Engaging the CMO

Over the years, companies and organizations have sought to serve the needs of chief marketing officers, offering conferences and councils. Another sign of that outreach: Omniture recently launched CMO.com, a Web site with the tagline, “Insight & Resources for the Digital CMO.” At first glance, the Omniture site might look like another marketing ploy. But times are changing and CMOs are shifting more of their attention to the Web.

There’s an old, but true, joke that the average CMO’s lifespan within a company is roughly equal to the gestation of an elephant: 22 months. This situation can lead to a lot of ups and downs for people in this role as well as the company swapping these people in and out. It is difficult to continually change direction, focus, and targets with a marketing plan. As a result, there’s a need for some of the more traditional, seasoned types who fill these CMO positions to change their ways a bit. They must keep up on current trends and opportunities and ensure they are taking advantage of the newest things that can help drive their business.

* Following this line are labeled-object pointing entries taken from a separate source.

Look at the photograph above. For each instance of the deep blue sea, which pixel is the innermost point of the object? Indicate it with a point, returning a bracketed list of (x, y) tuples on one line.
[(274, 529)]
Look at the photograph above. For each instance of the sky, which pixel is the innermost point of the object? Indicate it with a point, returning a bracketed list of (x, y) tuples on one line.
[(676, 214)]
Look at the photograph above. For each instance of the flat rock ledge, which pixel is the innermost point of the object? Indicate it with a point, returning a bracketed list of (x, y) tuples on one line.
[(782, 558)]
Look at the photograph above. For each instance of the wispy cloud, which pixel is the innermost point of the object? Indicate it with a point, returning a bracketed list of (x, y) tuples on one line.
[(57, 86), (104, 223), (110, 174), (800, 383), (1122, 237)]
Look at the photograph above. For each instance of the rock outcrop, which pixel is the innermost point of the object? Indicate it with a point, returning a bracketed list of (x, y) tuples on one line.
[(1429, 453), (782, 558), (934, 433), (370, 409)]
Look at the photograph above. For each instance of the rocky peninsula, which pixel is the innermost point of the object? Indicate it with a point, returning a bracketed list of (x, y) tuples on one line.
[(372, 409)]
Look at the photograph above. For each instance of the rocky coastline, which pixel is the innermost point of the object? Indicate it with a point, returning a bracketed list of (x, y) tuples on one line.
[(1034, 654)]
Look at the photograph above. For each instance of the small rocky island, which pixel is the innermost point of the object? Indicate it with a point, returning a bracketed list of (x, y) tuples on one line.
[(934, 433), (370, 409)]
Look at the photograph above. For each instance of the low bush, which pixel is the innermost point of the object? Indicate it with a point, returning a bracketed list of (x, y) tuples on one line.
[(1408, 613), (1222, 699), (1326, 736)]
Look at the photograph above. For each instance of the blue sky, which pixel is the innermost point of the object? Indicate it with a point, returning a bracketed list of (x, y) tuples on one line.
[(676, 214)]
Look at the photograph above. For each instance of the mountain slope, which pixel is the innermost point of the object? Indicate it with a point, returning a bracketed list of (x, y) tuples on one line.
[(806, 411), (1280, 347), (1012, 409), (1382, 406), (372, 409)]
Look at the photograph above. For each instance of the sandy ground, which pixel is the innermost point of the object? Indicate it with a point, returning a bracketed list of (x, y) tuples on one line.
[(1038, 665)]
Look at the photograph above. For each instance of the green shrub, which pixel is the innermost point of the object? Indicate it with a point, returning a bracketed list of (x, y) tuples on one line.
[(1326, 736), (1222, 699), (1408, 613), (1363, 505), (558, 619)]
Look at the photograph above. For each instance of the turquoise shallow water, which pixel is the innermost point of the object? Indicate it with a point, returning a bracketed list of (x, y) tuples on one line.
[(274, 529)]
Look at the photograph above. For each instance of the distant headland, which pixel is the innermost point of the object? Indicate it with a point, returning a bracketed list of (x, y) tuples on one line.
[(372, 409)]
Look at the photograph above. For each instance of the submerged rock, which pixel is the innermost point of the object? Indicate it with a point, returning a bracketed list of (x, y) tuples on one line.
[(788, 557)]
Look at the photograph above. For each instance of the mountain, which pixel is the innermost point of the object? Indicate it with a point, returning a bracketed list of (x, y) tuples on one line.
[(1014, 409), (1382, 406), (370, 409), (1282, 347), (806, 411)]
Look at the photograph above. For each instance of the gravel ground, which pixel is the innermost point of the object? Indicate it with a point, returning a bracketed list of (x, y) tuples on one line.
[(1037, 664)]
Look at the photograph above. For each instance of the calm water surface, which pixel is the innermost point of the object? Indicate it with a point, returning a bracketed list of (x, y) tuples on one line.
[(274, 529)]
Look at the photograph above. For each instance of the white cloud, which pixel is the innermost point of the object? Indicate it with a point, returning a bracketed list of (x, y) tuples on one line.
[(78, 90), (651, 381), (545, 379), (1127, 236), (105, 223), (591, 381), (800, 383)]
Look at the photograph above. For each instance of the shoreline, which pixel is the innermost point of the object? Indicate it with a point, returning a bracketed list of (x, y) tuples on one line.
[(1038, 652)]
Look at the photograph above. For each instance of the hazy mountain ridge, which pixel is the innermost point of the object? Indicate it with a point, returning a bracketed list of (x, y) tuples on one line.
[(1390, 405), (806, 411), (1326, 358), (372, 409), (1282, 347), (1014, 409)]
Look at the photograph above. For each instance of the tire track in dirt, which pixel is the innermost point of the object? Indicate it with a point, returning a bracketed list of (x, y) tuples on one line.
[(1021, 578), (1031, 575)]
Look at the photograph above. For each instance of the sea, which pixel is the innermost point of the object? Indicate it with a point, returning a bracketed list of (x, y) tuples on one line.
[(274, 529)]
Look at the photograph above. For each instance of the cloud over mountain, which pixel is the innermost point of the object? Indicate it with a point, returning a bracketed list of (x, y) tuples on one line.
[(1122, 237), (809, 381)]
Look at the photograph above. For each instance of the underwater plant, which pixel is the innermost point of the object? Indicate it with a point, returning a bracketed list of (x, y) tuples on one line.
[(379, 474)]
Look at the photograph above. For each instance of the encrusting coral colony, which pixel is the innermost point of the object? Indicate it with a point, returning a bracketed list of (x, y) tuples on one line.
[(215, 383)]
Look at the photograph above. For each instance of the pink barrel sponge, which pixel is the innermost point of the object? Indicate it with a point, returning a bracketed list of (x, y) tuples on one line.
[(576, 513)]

Nothing has been more of a focus than the transition from traditional media to the Web. This includes display ads, paid search, and other ways to advertise and attract business. But it also includes the corporate site and any and all social conversations that occur, whether they are controlled, monitored, or influenced by the company at all. It’s safe to say that the CMO’s job has never been harder. There are numerous traditional methods that still make sense, yet there are a lot of digital opportunities controlled by the company that also make sense. And now CMOs must figure out how leverage and handle all of the loud word-of-mouth noise that can make or break the success of any single campaign plan or their careers.

So CMOs are looking to stay on top of trends. They want to find ways to raise the bar and make an impact on the business that they can share, learn from, and continue. They will seek to learn about this from places like the Omniture CMO site, as well as the many other sites out there that cater to this audience (including, of course, ClickZ) and from their peers.

But CMOs will also look for knowledge from people within their own organization, experts in the different strategies, technologies, and the like. What does this mean to the people in charge of measurement, optimization, search, or social? It means there is a great chance to educate and share the benefits and potential upside in leveraging these opportunities.

In the past, I’ve written and spoken a lot about needing an executive sponsor to help shift an organization and change the culture — from launching something and then moving onto the next project to continuous improvement. This is done by defining goals, measuring against goals, identifying opportunities to improve, and acting on them. This can be through tuning a campaign using A/B or multivariate testing.

If you can prove the potential upside, this is your chance to get the executive support that you need to be successful and shift the organization. Take advantage of this and let me know how it goes!